Screenshot Pasting Utility for the Terminal
When taking screenshots, most operating systems have two modes:
- Take a screenshot and auto-save it under a timestamped name to a predetermined folder, like
Desktop/Screenshot 2024-01-30 at 9.02.51 PM.png. - Take a screenshot and copy it to the clipboard, so you can open up a simple image editor and then save it to a place you like.
Both of these are inconvenient. If I want to take a quick screenshot for a project, I probably want it saved to a specific folder under a specific name. I don't want to have to find it and move it, or wait ten seconds for an image editing program to open.

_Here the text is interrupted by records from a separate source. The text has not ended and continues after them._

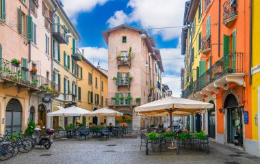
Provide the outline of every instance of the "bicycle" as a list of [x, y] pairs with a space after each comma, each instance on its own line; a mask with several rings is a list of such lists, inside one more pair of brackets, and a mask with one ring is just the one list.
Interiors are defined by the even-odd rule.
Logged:
[[14, 147], [10, 142], [0, 143], [0, 161], [5, 161], [13, 156]]

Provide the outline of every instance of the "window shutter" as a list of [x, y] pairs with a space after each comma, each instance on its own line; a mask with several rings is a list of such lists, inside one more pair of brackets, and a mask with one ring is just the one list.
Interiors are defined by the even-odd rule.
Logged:
[[22, 8], [20, 6], [19, 8], [19, 27], [18, 30], [20, 33], [23, 33], [23, 14], [22, 14]]
[[59, 91], [60, 92], [60, 74], [57, 74], [57, 85]]
[[64, 86], [64, 94], [66, 94], [66, 78], [64, 77], [64, 85], [63, 85], [63, 86]]
[[131, 105], [131, 100], [129, 98], [131, 98], [131, 92], [127, 93], [127, 105]]
[[32, 41], [34, 38], [33, 34], [33, 23], [32, 23], [32, 17], [30, 16], [27, 16], [27, 39], [30, 41]]
[[117, 77], [116, 77], [116, 84], [119, 85], [120, 84], [120, 72], [117, 72]]
[[53, 56], [55, 58], [55, 40], [53, 40]]
[[118, 106], [118, 105], [119, 105], [119, 100], [120, 100], [120, 98], [119, 98], [119, 93], [116, 93], [116, 94], [115, 94], [115, 96], [116, 96], [116, 102], [115, 102], [115, 105], [116, 105], [116, 106]]
[[81, 100], [81, 88], [80, 87], [78, 87], [79, 92], [78, 92], [78, 99], [80, 100]]
[[75, 39], [73, 38], [73, 54], [74, 55], [76, 52], [76, 42]]
[[60, 62], [60, 44], [57, 44], [57, 61], [59, 61]]
[[64, 59], [64, 66], [66, 66], [66, 52], [65, 52], [65, 51], [63, 53], [63, 59]]
[[70, 81], [68, 80], [68, 93], [69, 94], [70, 92]]
[[68, 62], [68, 69], [69, 70], [70, 69], [70, 55], [68, 55], [68, 59], [67, 59], [67, 62]]
[[1, 19], [5, 22], [5, 0], [1, 1]]

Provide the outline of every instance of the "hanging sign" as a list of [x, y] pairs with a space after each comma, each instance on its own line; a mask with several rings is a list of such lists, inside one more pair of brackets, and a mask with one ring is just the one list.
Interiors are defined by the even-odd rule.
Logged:
[[244, 124], [248, 124], [248, 111], [244, 111]]
[[43, 103], [49, 104], [49, 103], [51, 103], [53, 100], [50, 97], [44, 97], [44, 98], [42, 98], [42, 101]]

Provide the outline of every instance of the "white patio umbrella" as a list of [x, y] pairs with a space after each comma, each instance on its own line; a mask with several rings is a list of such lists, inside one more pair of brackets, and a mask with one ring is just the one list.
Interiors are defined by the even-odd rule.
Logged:
[[188, 115], [212, 109], [213, 104], [177, 97], [168, 97], [139, 106], [134, 113], [144, 116], [170, 116], [170, 131], [172, 131], [172, 116]]
[[102, 108], [96, 111], [90, 111], [86, 114], [86, 116], [121, 116], [123, 113], [109, 108]]
[[90, 111], [77, 107], [72, 106], [68, 108], [64, 108], [59, 111], [48, 113], [49, 116], [81, 116]]

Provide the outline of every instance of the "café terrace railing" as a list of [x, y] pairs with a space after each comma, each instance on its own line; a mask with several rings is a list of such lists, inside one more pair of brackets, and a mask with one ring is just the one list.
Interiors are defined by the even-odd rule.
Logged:
[[228, 74], [243, 73], [243, 53], [230, 53], [217, 61], [209, 69], [199, 77], [190, 86], [183, 91], [183, 98], [200, 91], [209, 84]]

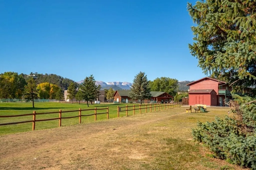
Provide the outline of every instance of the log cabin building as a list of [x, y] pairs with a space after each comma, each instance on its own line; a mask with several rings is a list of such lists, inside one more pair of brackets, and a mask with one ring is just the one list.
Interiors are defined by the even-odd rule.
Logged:
[[[114, 100], [119, 103], [140, 103], [139, 100], [132, 100], [129, 97], [130, 90], [117, 90], [114, 94]], [[172, 101], [173, 97], [164, 91], [151, 91], [152, 97], [150, 99], [143, 100], [142, 103], [167, 103]]]
[[[232, 99], [231, 91], [232, 88], [225, 82], [209, 77], [205, 77], [188, 84], [189, 105], [206, 104], [207, 106], [227, 106], [225, 102]], [[251, 93], [248, 88], [240, 95], [250, 95]]]

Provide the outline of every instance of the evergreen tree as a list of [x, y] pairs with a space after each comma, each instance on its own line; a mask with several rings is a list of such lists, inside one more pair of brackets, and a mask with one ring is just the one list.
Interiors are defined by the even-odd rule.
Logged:
[[162, 77], [150, 81], [149, 87], [152, 91], [164, 91], [174, 96], [177, 93], [179, 85], [176, 79]]
[[27, 85], [25, 87], [24, 95], [25, 99], [27, 101], [32, 101], [33, 107], [34, 105], [34, 99], [37, 98], [37, 89], [36, 84], [36, 81], [32, 77], [30, 77], [27, 80]]
[[74, 83], [72, 82], [68, 88], [68, 98], [71, 99], [71, 103], [73, 103], [73, 99], [76, 97], [76, 88]]
[[256, 83], [256, 1], [213, 0], [188, 3], [197, 25], [189, 47], [205, 74], [236, 91]]
[[59, 100], [60, 103], [61, 101], [63, 100], [64, 98], [64, 94], [61, 88], [59, 89], [56, 93], [56, 95], [55, 97], [55, 99], [57, 100]]
[[134, 77], [131, 92], [130, 93], [130, 97], [133, 99], [140, 99], [141, 104], [142, 100], [149, 99], [152, 96], [149, 87], [149, 81], [147, 80], [145, 73], [141, 71]]
[[80, 104], [80, 100], [83, 100], [83, 94], [81, 90], [79, 90], [76, 95], [76, 99], [79, 101], [79, 104]]
[[114, 99], [114, 95], [115, 94], [115, 90], [111, 87], [108, 91], [108, 93], [106, 94], [106, 98], [108, 100]]
[[86, 77], [80, 86], [83, 94], [83, 99], [86, 101], [87, 106], [89, 107], [88, 101], [91, 101], [97, 97], [99, 90], [98, 86], [95, 84], [96, 81], [92, 75]]

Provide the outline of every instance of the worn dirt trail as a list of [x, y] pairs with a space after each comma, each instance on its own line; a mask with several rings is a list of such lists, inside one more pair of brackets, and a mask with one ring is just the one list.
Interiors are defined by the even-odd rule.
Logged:
[[151, 125], [184, 114], [172, 112], [2, 136], [0, 169], [138, 169], [154, 158], [151, 148], [161, 145], [156, 144], [159, 139], [143, 141], [140, 136], [150, 133]]

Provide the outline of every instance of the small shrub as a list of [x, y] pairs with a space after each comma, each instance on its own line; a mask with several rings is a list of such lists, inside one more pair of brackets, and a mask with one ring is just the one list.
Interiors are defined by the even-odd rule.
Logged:
[[193, 139], [209, 147], [218, 158], [230, 163], [256, 169], [256, 102], [248, 96], [233, 95], [229, 104], [234, 113], [223, 119], [205, 123], [193, 129]]

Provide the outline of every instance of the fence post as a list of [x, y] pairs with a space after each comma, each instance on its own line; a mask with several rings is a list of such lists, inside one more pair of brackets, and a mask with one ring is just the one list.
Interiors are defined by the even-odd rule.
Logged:
[[34, 130], [36, 127], [36, 111], [33, 112], [33, 122], [32, 123], [32, 130]]
[[59, 127], [61, 126], [61, 110], [60, 109], [59, 112]]
[[79, 124], [81, 123], [81, 118], [82, 115], [82, 111], [81, 111], [81, 108], [79, 108]]
[[133, 104], [133, 115], [135, 115], [135, 105]]
[[107, 119], [109, 119], [109, 107], [107, 107]]
[[119, 106], [117, 107], [117, 117], [119, 117]]
[[128, 116], [128, 106], [126, 105], [126, 116]]

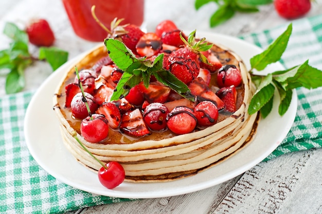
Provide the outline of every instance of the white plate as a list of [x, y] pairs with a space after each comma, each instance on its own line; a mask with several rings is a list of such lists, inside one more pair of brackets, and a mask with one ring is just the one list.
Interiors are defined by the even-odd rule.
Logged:
[[[249, 59], [261, 52], [257, 46], [237, 38], [214, 33], [200, 34], [209, 41], [234, 50], [242, 57], [247, 67]], [[276, 100], [272, 112], [260, 121], [254, 141], [222, 163], [177, 181], [154, 183], [124, 182], [110, 190], [101, 185], [97, 175], [77, 162], [65, 149], [52, 110], [55, 90], [66, 68], [74, 65], [77, 60], [68, 61], [53, 73], [33, 96], [27, 110], [25, 135], [30, 153], [45, 170], [65, 184], [94, 193], [125, 198], [159, 198], [192, 192], [220, 184], [245, 172], [274, 151], [286, 136], [296, 113], [297, 96], [294, 91], [291, 106], [285, 115], [283, 117], [278, 115], [279, 102]], [[278, 70], [282, 66], [276, 64], [273, 68]]]

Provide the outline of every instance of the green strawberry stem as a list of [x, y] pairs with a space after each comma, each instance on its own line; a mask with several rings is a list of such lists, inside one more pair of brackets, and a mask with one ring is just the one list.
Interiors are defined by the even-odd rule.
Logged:
[[88, 115], [91, 117], [91, 120], [93, 120], [93, 118], [92, 116], [92, 113], [91, 113], [91, 110], [90, 109], [90, 106], [88, 105], [88, 103], [87, 103], [87, 101], [86, 99], [86, 97], [85, 96], [85, 93], [84, 93], [84, 89], [83, 88], [83, 85], [82, 85], [82, 81], [80, 80], [80, 78], [79, 77], [79, 73], [78, 73], [78, 69], [77, 69], [77, 67], [75, 66], [75, 72], [76, 72], [76, 75], [77, 76], [77, 78], [78, 78], [78, 86], [81, 89], [81, 91], [82, 92], [82, 94], [83, 95], [83, 99], [82, 101], [85, 103], [85, 105], [86, 105], [86, 108], [87, 110], [87, 112], [88, 112]]
[[94, 156], [94, 155], [92, 153], [92, 152], [88, 151], [88, 150], [86, 147], [85, 147], [85, 146], [84, 146], [84, 145], [82, 143], [82, 142], [81, 142], [79, 139], [78, 139], [78, 137], [77, 137], [77, 133], [76, 131], [73, 131], [73, 132], [71, 132], [71, 135], [74, 137], [74, 138], [76, 139], [79, 145], [83, 148], [83, 149], [84, 149], [85, 151], [86, 151], [87, 153], [88, 153], [91, 156], [92, 156], [96, 161], [97, 161], [97, 162], [99, 163], [99, 164], [102, 165], [102, 166], [104, 167], [104, 169], [108, 169], [108, 167], [106, 167], [103, 162], [98, 159], [96, 157]]

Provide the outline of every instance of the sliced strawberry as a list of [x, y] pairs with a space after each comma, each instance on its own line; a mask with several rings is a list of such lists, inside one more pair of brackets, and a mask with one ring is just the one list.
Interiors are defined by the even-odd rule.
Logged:
[[237, 92], [234, 85], [229, 87], [224, 87], [220, 88], [216, 94], [225, 103], [225, 109], [230, 112], [236, 111], [236, 100]]
[[121, 122], [120, 110], [115, 103], [104, 102], [96, 110], [96, 113], [103, 115], [109, 121], [109, 126], [117, 129]]
[[65, 107], [70, 107], [70, 103], [74, 97], [81, 90], [78, 87], [78, 84], [71, 83], [65, 87], [65, 93], [66, 93], [66, 101], [65, 102]]
[[165, 103], [165, 105], [167, 106], [169, 111], [171, 111], [176, 106], [185, 106], [191, 109], [193, 109], [195, 105], [193, 102], [191, 102], [187, 99], [182, 98], [176, 100], [167, 102]]
[[202, 52], [208, 60], [208, 62], [210, 64], [205, 63], [204, 62], [200, 62], [200, 67], [209, 70], [211, 73], [213, 73], [218, 70], [222, 66], [222, 64], [219, 61], [217, 57], [216, 57], [210, 50], [207, 51]]
[[150, 131], [138, 109], [129, 111], [123, 115], [120, 124], [120, 131], [135, 137], [141, 137], [150, 134]]
[[101, 84], [94, 94], [95, 102], [100, 105], [104, 102], [109, 101], [113, 92], [112, 88], [105, 84]]
[[145, 99], [150, 103], [152, 102], [164, 103], [168, 99], [171, 91], [169, 87], [152, 84], [150, 84], [147, 88], [143, 82], [141, 82], [138, 85]]
[[154, 33], [147, 33], [140, 38], [136, 49], [136, 52], [142, 57], [152, 57], [162, 49], [161, 39]]
[[175, 107], [167, 117], [168, 128], [177, 134], [191, 132], [196, 124], [197, 120], [193, 111], [186, 106]]
[[[180, 47], [184, 45], [185, 43], [180, 37], [181, 31], [180, 30], [176, 29], [164, 33], [161, 37], [162, 43], [175, 47]], [[183, 36], [186, 38], [185, 35]]]
[[140, 106], [144, 102], [144, 97], [139, 89], [138, 85], [131, 88], [125, 98], [130, 103], [135, 106]]
[[177, 29], [176, 25], [171, 20], [164, 20], [160, 22], [155, 28], [155, 34], [161, 38], [162, 34]]
[[225, 108], [225, 103], [212, 92], [201, 77], [198, 77], [188, 85], [193, 95], [196, 96], [198, 100], [209, 100], [213, 102], [218, 110]]
[[211, 79], [211, 74], [210, 72], [207, 69], [200, 68], [199, 74], [197, 77], [201, 77], [204, 80], [207, 85], [209, 85]]
[[216, 105], [209, 101], [203, 101], [193, 109], [198, 124], [202, 127], [213, 125], [217, 122], [218, 109]]

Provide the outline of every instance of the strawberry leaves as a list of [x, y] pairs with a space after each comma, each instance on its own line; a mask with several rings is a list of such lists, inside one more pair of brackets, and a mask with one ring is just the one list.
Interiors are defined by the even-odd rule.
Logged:
[[39, 58], [34, 58], [29, 52], [27, 33], [13, 23], [7, 23], [3, 32], [12, 40], [8, 49], [0, 51], [0, 69], [9, 70], [6, 79], [7, 94], [17, 93], [24, 88], [24, 70], [34, 61], [46, 60], [55, 70], [67, 61], [67, 52], [53, 47], [41, 47]]
[[273, 107], [275, 88], [280, 97], [278, 113], [282, 116], [291, 104], [293, 89], [299, 87], [316, 88], [322, 86], [322, 71], [309, 65], [308, 60], [290, 69], [277, 71], [266, 76], [256, 75], [252, 72], [253, 69], [262, 70], [267, 65], [279, 60], [286, 49], [292, 29], [291, 24], [266, 50], [251, 59], [252, 81], [257, 90], [249, 103], [249, 114], [260, 111], [262, 116], [266, 117]]
[[183, 97], [191, 100], [189, 88], [171, 73], [163, 67], [164, 55], [157, 56], [152, 62], [146, 58], [137, 58], [125, 45], [116, 40], [107, 39], [104, 44], [110, 57], [119, 68], [124, 71], [111, 99], [115, 100], [126, 96], [130, 90], [143, 82], [146, 87], [152, 75], [160, 82], [171, 87]]

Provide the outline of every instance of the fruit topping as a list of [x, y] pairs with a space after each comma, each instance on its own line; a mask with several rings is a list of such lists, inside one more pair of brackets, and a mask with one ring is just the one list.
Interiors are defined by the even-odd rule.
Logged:
[[96, 113], [104, 115], [109, 121], [109, 126], [115, 129], [121, 122], [121, 113], [115, 103], [104, 102], [96, 110]]
[[194, 79], [189, 84], [189, 88], [191, 94], [197, 96], [199, 101], [208, 100], [213, 102], [217, 106], [218, 111], [225, 108], [225, 103], [207, 85], [207, 83], [201, 77]]
[[27, 26], [26, 32], [30, 43], [38, 46], [50, 46], [55, 40], [51, 28], [44, 19], [32, 20]]
[[128, 111], [123, 115], [120, 124], [120, 131], [135, 137], [141, 137], [150, 134], [150, 131], [138, 109]]
[[197, 120], [193, 110], [187, 106], [176, 106], [168, 114], [168, 128], [177, 134], [187, 134], [195, 128]]
[[[85, 92], [85, 97], [83, 96], [81, 92], [79, 92], [74, 97], [70, 103], [71, 114], [76, 118], [84, 119], [88, 116], [85, 102], [88, 104], [91, 113], [94, 113], [98, 105], [94, 101], [94, 97], [92, 95]], [[85, 97], [85, 98], [84, 98]]]
[[225, 103], [226, 111], [235, 112], [236, 111], [237, 92], [234, 85], [220, 88], [216, 94]]
[[146, 108], [143, 119], [152, 130], [163, 130], [167, 127], [166, 119], [169, 113], [168, 108], [164, 104], [154, 102]]
[[200, 126], [212, 126], [217, 121], [218, 110], [212, 102], [203, 101], [196, 105], [193, 111], [197, 118], [198, 125]]
[[218, 70], [217, 84], [219, 87], [238, 86], [242, 82], [240, 70], [234, 65], [225, 65]]
[[93, 114], [92, 118], [87, 116], [82, 120], [81, 133], [86, 140], [97, 143], [106, 139], [109, 136], [109, 121], [103, 115], [100, 114]]
[[158, 53], [162, 49], [162, 42], [154, 33], [143, 35], [136, 46], [136, 52], [141, 57], [151, 57]]

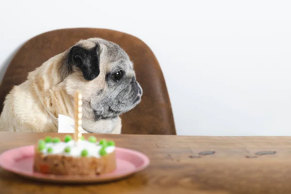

The solution is screenpaste. Screenpaste is a command-line utility that will take the content from your image clipboard, and then save it to a name you specified, like this:
screenpaste foo
Will take the image in your clipboard, and then save it in your current directory as foo.png. Amazing!
(Instead of the current directory, you can also specify a path, like screenpaste ~/Desktop/quux.)
- Don't make a virtualenv or pipenv for this. You want a global installation.
pip install -r requirements.txt- Edit your terminal profile (in my case,
~/.bashrc) to include a function to run this script:
scrp() {
python3 ~/.screenpaste/script.py "$1";
}
- Reload your bash profile (e.g.
source ~/.bashrc).
I've only tested this on OS X so far. I'll update the script as necessary for other operating systems.
Make it take images off the cross-platform pasteboard as well. If I click "copy" on a photo on my iPhone and then use screenpaste, OS X will show me a copying dialog, but then won't successfully paste the image. I probably need to integrate with some OS X utility to grab the temporary file.